On average, Americans pay 38 times as much for Internet as the Japanese. For a triple-play package — phone, internet, cable TV – the French pay $38 a month. We pay an average of $160. Split them up as I do – one company for each – and the costs go even higher.
Once upon a midnight dreary, we were told that if we broke up the AT&T telephone monopoly and allowed those wonderful free market forces to take over, our bills would drop, competition would rule. Not so. Landline bills have risen by an average of 400%, while cell phone bills are outrageous. Most of us can’t even figure out our phone bills.
Cable service has been even worse. Cable began as a means of bringing television to areas that could not get broadcast TV or, like my parents’ home in central Vermont, could only get one channel if the antenna was on the barn roof (we didn’t own the barn) and another channel if we put the antenna halfway up the mountain. A strong wind would have one of us at the antenna, one in the window and the third in front of the TV to holler “You got it!” We spent seven years watching NBC. But since 1995, cable prices have risen 2.6 times faster than the cost of living. Just between 2001 and 2011, basic cable has doubled nationally. One of the reasons Fox News beats MSNBC in the ratings is because Fox is basic cable and MSNBC is next tier and costs more.
Johnston writes that the reason this has happened is “The telecos got the rules changed while we weren’t watching.” Lobbyists managed to get laws and regulations changed to benefit them and hurt us.
In the past 20 years, the telecom industry has collected amost $500 billion from us to bring us the “Information Superhighway” but have not spent that money providing us with that national upgrade. Our information infrastructure is as worn out and outdated as our power grid, and they are holding our country back in the global economy.

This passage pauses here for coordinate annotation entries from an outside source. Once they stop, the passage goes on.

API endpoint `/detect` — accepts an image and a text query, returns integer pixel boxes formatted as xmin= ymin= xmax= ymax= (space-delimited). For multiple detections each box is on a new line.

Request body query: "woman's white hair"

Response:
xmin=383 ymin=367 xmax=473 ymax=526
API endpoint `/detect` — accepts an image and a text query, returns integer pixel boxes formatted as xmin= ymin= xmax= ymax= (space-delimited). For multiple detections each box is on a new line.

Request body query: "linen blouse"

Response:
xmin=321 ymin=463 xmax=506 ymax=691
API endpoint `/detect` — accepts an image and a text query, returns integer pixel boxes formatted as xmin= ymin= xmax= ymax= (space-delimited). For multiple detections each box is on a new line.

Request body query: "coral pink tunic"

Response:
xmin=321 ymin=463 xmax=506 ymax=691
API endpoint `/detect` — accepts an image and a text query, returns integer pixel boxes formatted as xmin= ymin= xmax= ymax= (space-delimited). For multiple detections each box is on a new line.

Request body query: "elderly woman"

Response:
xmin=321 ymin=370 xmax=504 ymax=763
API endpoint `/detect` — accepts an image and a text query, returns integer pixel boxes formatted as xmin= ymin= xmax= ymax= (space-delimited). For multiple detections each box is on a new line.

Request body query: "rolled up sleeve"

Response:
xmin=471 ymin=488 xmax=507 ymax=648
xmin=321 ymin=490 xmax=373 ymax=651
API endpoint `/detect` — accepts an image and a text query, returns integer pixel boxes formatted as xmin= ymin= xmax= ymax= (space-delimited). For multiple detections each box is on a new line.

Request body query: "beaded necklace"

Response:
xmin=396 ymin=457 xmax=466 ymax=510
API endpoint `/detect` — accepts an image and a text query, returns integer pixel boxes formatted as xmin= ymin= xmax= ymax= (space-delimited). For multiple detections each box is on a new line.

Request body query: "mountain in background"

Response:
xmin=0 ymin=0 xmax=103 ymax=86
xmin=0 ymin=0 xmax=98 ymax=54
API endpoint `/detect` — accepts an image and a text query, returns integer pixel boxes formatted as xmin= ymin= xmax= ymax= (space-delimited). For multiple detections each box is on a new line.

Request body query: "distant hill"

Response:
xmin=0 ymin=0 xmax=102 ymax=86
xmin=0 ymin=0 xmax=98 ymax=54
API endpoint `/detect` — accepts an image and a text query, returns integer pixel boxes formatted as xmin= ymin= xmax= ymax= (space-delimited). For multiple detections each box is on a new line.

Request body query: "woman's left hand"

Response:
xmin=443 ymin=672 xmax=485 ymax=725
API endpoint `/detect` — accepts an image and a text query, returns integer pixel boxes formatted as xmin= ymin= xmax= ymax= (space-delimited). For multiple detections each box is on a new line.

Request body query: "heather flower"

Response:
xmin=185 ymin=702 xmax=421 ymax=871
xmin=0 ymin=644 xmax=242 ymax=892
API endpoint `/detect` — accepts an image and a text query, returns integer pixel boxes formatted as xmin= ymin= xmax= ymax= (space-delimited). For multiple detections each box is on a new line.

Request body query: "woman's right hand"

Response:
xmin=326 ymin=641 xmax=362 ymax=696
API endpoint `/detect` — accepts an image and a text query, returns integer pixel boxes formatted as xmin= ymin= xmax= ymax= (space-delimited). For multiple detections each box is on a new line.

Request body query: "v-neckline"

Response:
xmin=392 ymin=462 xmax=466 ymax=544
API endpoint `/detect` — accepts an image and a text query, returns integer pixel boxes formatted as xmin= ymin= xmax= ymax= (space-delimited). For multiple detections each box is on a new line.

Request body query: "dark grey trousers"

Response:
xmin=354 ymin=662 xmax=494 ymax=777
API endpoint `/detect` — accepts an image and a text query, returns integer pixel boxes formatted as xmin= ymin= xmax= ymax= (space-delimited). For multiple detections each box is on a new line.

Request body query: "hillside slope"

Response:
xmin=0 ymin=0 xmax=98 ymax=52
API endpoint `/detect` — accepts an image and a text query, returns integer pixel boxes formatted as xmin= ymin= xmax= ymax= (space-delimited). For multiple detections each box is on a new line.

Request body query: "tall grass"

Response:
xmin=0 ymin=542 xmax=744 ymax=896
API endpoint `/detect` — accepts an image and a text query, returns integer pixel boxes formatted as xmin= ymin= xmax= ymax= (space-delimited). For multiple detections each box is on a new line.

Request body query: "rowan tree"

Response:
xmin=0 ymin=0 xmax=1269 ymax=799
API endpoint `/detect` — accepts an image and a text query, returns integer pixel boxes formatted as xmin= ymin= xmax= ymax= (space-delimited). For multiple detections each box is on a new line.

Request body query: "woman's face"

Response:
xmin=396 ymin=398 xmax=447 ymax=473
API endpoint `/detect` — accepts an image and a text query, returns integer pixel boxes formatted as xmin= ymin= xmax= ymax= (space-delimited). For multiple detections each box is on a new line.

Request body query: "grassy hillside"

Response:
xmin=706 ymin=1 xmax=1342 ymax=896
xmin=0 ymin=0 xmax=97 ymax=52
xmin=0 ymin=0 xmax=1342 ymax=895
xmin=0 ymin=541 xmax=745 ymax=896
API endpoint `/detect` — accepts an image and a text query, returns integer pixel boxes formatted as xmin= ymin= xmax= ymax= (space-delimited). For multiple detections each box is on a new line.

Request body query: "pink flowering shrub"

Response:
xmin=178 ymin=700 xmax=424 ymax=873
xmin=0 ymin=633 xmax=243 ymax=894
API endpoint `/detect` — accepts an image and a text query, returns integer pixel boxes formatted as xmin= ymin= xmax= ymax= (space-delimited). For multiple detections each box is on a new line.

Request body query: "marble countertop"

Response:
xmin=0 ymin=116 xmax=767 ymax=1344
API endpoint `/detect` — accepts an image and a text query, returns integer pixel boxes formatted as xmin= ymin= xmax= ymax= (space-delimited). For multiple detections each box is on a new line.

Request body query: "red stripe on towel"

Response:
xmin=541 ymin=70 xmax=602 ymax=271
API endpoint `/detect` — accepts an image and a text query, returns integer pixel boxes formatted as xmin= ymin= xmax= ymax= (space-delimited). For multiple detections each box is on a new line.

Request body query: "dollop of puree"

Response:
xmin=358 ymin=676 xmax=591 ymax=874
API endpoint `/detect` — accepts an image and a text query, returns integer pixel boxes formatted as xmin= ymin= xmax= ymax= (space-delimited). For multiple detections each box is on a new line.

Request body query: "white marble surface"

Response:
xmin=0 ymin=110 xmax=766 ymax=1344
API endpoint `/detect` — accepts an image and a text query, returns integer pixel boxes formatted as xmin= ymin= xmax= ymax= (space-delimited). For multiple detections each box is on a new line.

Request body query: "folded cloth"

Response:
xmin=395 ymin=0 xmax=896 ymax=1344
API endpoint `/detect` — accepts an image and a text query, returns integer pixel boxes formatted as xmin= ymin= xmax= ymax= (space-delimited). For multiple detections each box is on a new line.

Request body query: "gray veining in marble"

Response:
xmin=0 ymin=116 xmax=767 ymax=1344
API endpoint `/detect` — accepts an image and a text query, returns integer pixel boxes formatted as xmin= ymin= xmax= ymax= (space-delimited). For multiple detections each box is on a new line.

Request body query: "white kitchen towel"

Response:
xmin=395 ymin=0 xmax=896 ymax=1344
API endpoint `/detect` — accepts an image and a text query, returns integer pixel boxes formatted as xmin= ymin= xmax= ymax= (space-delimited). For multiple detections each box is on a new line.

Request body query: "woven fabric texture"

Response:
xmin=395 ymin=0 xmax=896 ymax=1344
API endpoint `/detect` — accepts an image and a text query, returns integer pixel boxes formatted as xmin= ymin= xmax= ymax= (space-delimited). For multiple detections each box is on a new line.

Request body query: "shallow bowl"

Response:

When my younger daughter was in college, she brought a friend home for Thanksgiving. Ingrid was from Germany, and was telling us about a very bad day at home when she was locked in a drugstore because the city was suffering its first ever power failure. First ever in her 21 years of life. We considered ourselves lucky if we got through a thunderstorm without losing power.
AT&T was broken up to provide competition and reduce costs, but we have seen quite the opposite happen. Cable companies and internet providers hold local monopolies for services. I can get satellite TV, but not satellite internet because Comcast holds the internet monopoly for my city along with the cable monopoly. Verizon gave up building its fiber optic land lines and sold the land line business to a smaller company that has struggled with the structure and needs, which, of course, drove more people to Verizon wireless service. For land lines where they still own the systems, Verizon cut a deal that allows them to piggyback on Comcast cables. Instead of free flowing competition, we have AT&T and Verizon holding 60% of the phone service in America.
Profit is the great motivator in American industry. If it is possible to provide bad service at a high price, a company will do so. If it is possible to avoid having real employees with decent wages and benefits, companies will do so. The business model has a name, at least in retail. It’s called “The Walmart Model,” and it is not conducive to improving our economy.’
Republicans say that liberal don’t believe in “American Exceptionalism” because we point out what is wrong in our country. I think we believe in exceptionalism more than they do, and we want to be exceptional again, and America cannot be exceptional if we don’t admit how far we have slipped compared to the rest of the world.